[Principal Perry is searching students for banned items]
Bree: [pointedly while presenting her backpack] You're not gonna want anything in here. It's just stuff that improves your hygiene and appearance.
Principal Perry: Mocking my porcelain Irish skin? Back of the line, princess.
Leo: Why, hello there. And how are my highly qualified and underpaid educational leaders doing today?
Adam: Ugh! This hot dog's not even hot! And don't get me started on the fact that it's not even a dog!
Tasha Davenport: I will have you know that Leo has been an exemplary student this year.
Donald Davenport: [scoffing] Who told you that?
Tasha Davenport: Leo.
Chase Davenport: Everyone, just stay calm.
Bree: We ARE calm.
Chase Davenport: WELL, YOU SHOULDN'T BE! WE'RE IN CRISIS!
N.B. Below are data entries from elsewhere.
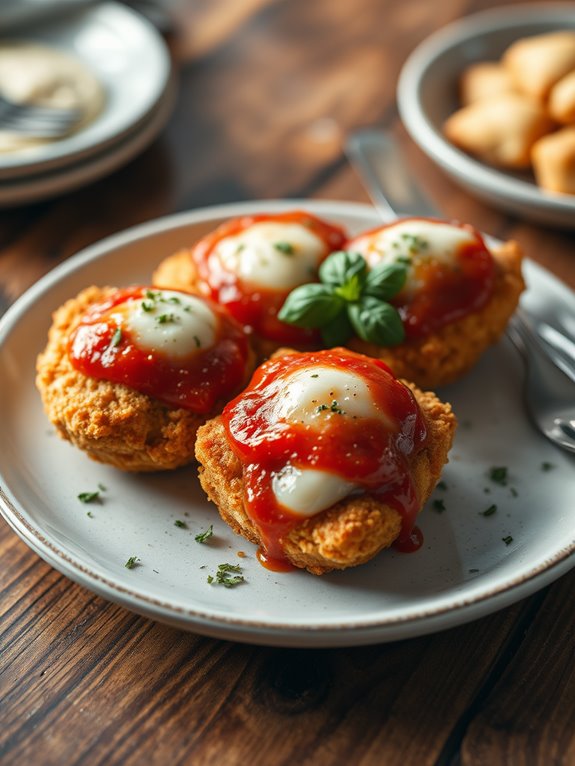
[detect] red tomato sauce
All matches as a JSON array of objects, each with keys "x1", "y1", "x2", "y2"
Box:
[
  {"x1": 221, "y1": 348, "x2": 428, "y2": 564},
  {"x1": 190, "y1": 211, "x2": 346, "y2": 345},
  {"x1": 67, "y1": 287, "x2": 250, "y2": 413},
  {"x1": 348, "y1": 218, "x2": 496, "y2": 339}
]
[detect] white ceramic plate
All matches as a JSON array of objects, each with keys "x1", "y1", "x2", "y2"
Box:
[
  {"x1": 0, "y1": 1, "x2": 171, "y2": 180},
  {"x1": 0, "y1": 80, "x2": 175, "y2": 207},
  {"x1": 398, "y1": 4, "x2": 575, "y2": 229},
  {"x1": 0, "y1": 200, "x2": 574, "y2": 647}
]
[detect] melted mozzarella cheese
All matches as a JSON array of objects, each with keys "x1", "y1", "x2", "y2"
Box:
[
  {"x1": 271, "y1": 365, "x2": 388, "y2": 427},
  {"x1": 120, "y1": 290, "x2": 217, "y2": 358},
  {"x1": 214, "y1": 222, "x2": 326, "y2": 289},
  {"x1": 267, "y1": 364, "x2": 391, "y2": 516},
  {"x1": 272, "y1": 465, "x2": 356, "y2": 516},
  {"x1": 355, "y1": 219, "x2": 477, "y2": 273}
]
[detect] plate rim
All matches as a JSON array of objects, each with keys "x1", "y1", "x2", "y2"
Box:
[
  {"x1": 397, "y1": 3, "x2": 575, "y2": 216},
  {"x1": 1, "y1": 199, "x2": 574, "y2": 646}
]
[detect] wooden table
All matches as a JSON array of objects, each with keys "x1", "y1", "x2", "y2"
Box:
[{"x1": 2, "y1": 1, "x2": 575, "y2": 763}]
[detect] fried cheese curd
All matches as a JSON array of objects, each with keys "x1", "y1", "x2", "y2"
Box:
[
  {"x1": 195, "y1": 348, "x2": 456, "y2": 575},
  {"x1": 152, "y1": 211, "x2": 347, "y2": 359},
  {"x1": 36, "y1": 285, "x2": 253, "y2": 471},
  {"x1": 346, "y1": 218, "x2": 524, "y2": 389}
]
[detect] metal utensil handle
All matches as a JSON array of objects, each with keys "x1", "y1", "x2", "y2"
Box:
[{"x1": 345, "y1": 129, "x2": 440, "y2": 219}]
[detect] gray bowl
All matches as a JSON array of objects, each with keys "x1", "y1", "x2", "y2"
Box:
[{"x1": 397, "y1": 4, "x2": 575, "y2": 229}]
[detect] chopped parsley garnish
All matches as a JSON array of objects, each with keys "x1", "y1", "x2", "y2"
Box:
[
  {"x1": 124, "y1": 556, "x2": 140, "y2": 569},
  {"x1": 488, "y1": 466, "x2": 508, "y2": 486},
  {"x1": 174, "y1": 520, "x2": 188, "y2": 529},
  {"x1": 145, "y1": 289, "x2": 161, "y2": 301},
  {"x1": 86, "y1": 511, "x2": 94, "y2": 518},
  {"x1": 193, "y1": 335, "x2": 201, "y2": 348},
  {"x1": 207, "y1": 562, "x2": 245, "y2": 588},
  {"x1": 141, "y1": 300, "x2": 154, "y2": 312},
  {"x1": 502, "y1": 536, "x2": 513, "y2": 546},
  {"x1": 469, "y1": 568, "x2": 479, "y2": 574},
  {"x1": 78, "y1": 491, "x2": 101, "y2": 504},
  {"x1": 195, "y1": 525, "x2": 214, "y2": 543},
  {"x1": 510, "y1": 487, "x2": 518, "y2": 498},
  {"x1": 480, "y1": 504, "x2": 497, "y2": 517},
  {"x1": 111, "y1": 327, "x2": 122, "y2": 347},
  {"x1": 167, "y1": 296, "x2": 181, "y2": 305},
  {"x1": 156, "y1": 313, "x2": 176, "y2": 324},
  {"x1": 399, "y1": 232, "x2": 429, "y2": 254},
  {"x1": 541, "y1": 461, "x2": 555, "y2": 472},
  {"x1": 437, "y1": 480, "x2": 448, "y2": 491},
  {"x1": 97, "y1": 483, "x2": 107, "y2": 492},
  {"x1": 432, "y1": 499, "x2": 446, "y2": 513},
  {"x1": 311, "y1": 374, "x2": 319, "y2": 378},
  {"x1": 274, "y1": 241, "x2": 295, "y2": 255},
  {"x1": 316, "y1": 400, "x2": 345, "y2": 415}
]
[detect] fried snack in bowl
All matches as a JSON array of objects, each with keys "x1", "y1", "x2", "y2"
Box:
[
  {"x1": 36, "y1": 285, "x2": 253, "y2": 471},
  {"x1": 443, "y1": 94, "x2": 554, "y2": 170},
  {"x1": 152, "y1": 210, "x2": 347, "y2": 360},
  {"x1": 502, "y1": 31, "x2": 575, "y2": 103},
  {"x1": 549, "y1": 71, "x2": 575, "y2": 125},
  {"x1": 459, "y1": 62, "x2": 517, "y2": 106},
  {"x1": 195, "y1": 348, "x2": 456, "y2": 575},
  {"x1": 532, "y1": 127, "x2": 575, "y2": 195}
]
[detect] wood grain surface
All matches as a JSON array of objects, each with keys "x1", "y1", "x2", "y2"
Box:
[{"x1": 1, "y1": 1, "x2": 575, "y2": 764}]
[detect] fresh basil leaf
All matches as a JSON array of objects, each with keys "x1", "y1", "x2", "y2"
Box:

Tasha Davenport: Leo, what were you doing sneaking in to this nice woman's office?
Leo: Well, I wasn't sneaking into a NICE woman's office. I was sneaking into HER office.
Adam: [bursting onto the principal's office] Bree, what is taking so long... ah, I mean - oops! - this isn't the men's room.
Principal Perry: Why would I be sitting in the men's room?
Chase Davenport: Because anything else would be unladylike.
Donald Davenport: [detained in the principal's office] Quick! Crush that hard drive!
Adam: But you told us "Never use bionics in school."
Donald Davenport: And YET... here we are, so forget what I said and CRUSH IT!
Chase Davenport: What the heck is Parent/Teacher Night?
Leo: It's when teachers tell your parents every bad thing you've done - forgetting homework, skipping class, staging a protest for better bathroom soap. Don't look at me like that. You're all benefitting from my rebellion.